Le Japon et la Russie sur la voie d’un accord sur les droits d’émissions de gaz à effet de serre 28/02/2008 13:09 (Par Sandra BESSON)
Le Japon et la Russie sur la voie d’un accord sur les droits d’émissions de gaz
Pour respecter ses objectifs de réduction de ses émissions de gaz à effet de serre fixés par Kyoto, le Japon souhaite parvenir à un accord avec la Russie, pour que cette dernière lui vende des permis d’émissions. Ce projet se concrétise de plus en plus alors que les négociations entre les deux pays progressent.
Le Japon concrétise de plus en plus son projet d’acheter des droits d’émissions de gaz à effet de serre à la Russie, pour aider Tokyo à se conformer à ses limitations d’émissions fixées par le protocole de Kyoto sur le changement climatique.
Le Protocole de Kyoto des Nations Unies permet aux pays industrialisés d’atteindre leurs objectifs d’émissions de gaz à effet de serre entre 2008 et 2012 en achetant des droits d’émissions à d’autres pays développés ou aux nations en développement.
Ces deux systèmes d’échange de permis d’émissions obligent l’acheteur à financer des réductions d’émissions pour recevoir des compensations de dioxyde de carbone.
Un troisième système plus controversé permet aux pays industrialisés qui ont réussi à réduire leurs émissions davantage que prévu, de vendre la différence entre leur quota prévu et leurs émissions réelles, cet échange n’ayant pas nécessairement de lien avec une réduction quelconque d’émissions.
C’est ce troisième système que le Japon cherche à utiliser avec la Russie.
La Russie a déclaré qu’elle mettrait en place un réseau légal interne pour permettre à Moscou de vendre son surplus de droits d’émissions, a indiqué Hiroshi Oe, directeur général pour les questions mondiales au Ministère des affaires étrangères du Japon.
Le Japon a signé en fin d’années dernière un mémorandum de compréhension avec la Hongrie pour acheter le surplus de permis de ce pays en échange d’investissements écologiques.
Le Japon négocie des accords similaires avec des pays tels que la Pologne, la république Tchèque et l’Ukraine.
Le Japon voulait initialement acheter près de 20 millions de tonnes de droits d’émissions par an pour la période 2008-2012, en utilisant les trois options d’échange d’émissions prévues par Kyoto.
Mais ce chiffre pourrait encore croître étant donné que les émissions du Japon pour la période mars 2006-mars 2007 excédaient déjà les objectifs de Kyoto de près de 155 millions de tonnes de dioxyde de carbone.
Le Japon et la Russie sont d’accord pour que le successeur du Protocole de Kyoto après 2012 s’applique aux principaux émetteurs de gaz à effet de serre. Actuellement, Kyoto n’oblige que 36 nations industrialisées à réduire leurs émissions.
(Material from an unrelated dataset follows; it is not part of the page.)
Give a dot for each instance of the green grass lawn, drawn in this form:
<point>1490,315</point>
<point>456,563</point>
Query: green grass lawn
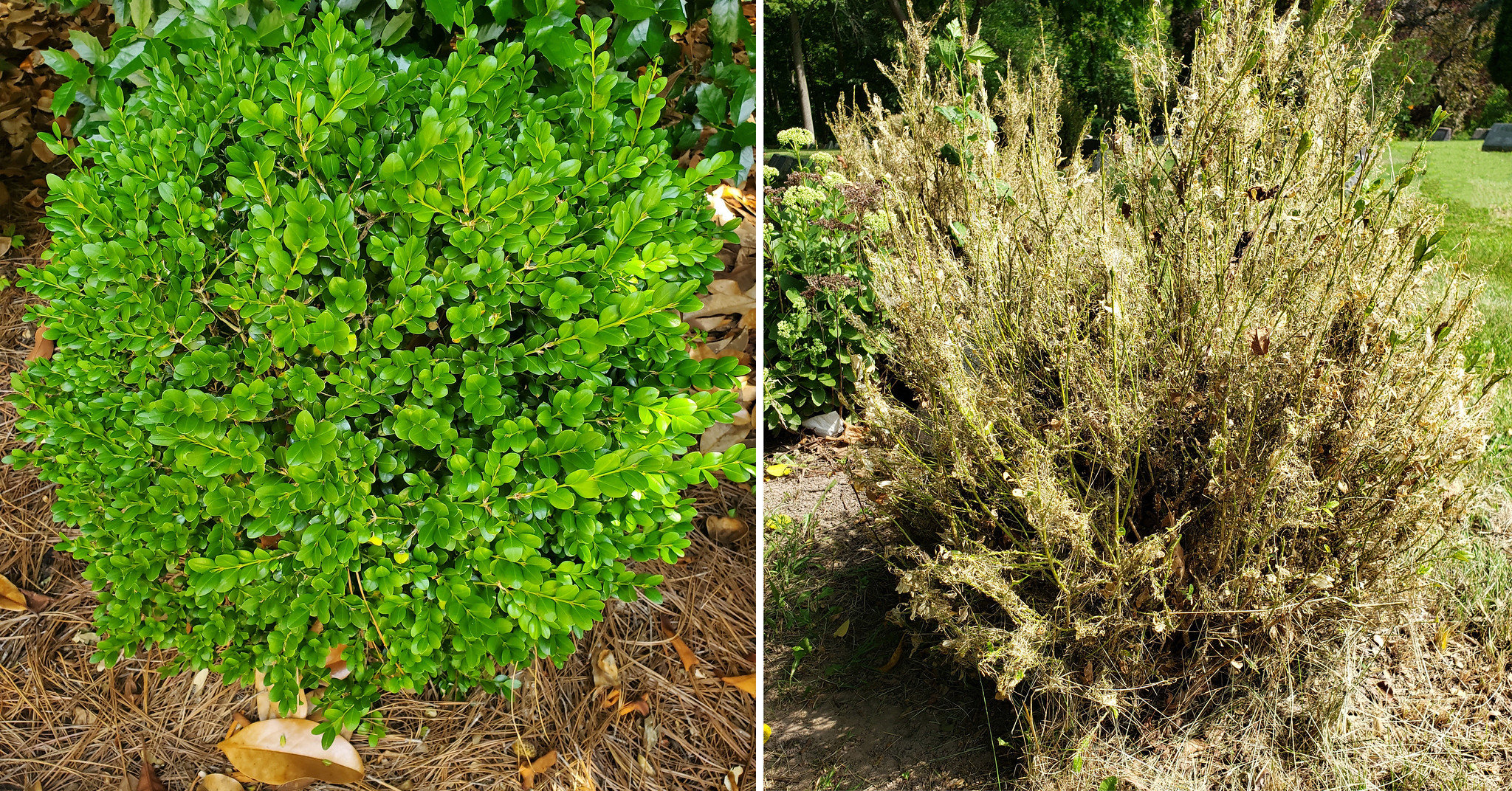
<point>1476,191</point>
Le Japon a déclaré qu’une approche plus flexible que les limitations actuelles numériques des émissions sous Kyoto était nécessaire pour être certain que les pays en développement y adhèrent.
« Nous avons expliqué nos propositions post-Kyoto et la Russie n’a pas montré d’objection » a déclaré Hiroshi Oe, à propos des premières discussions sur le changement climatique entre les deux pays.
« Ce sont les russes qui ont commencé la conversation en disant que ce n’était pas une bonne idée de répéter les mêmes erreurs qu’à Kyoto » a précisé Hiroshi Oe.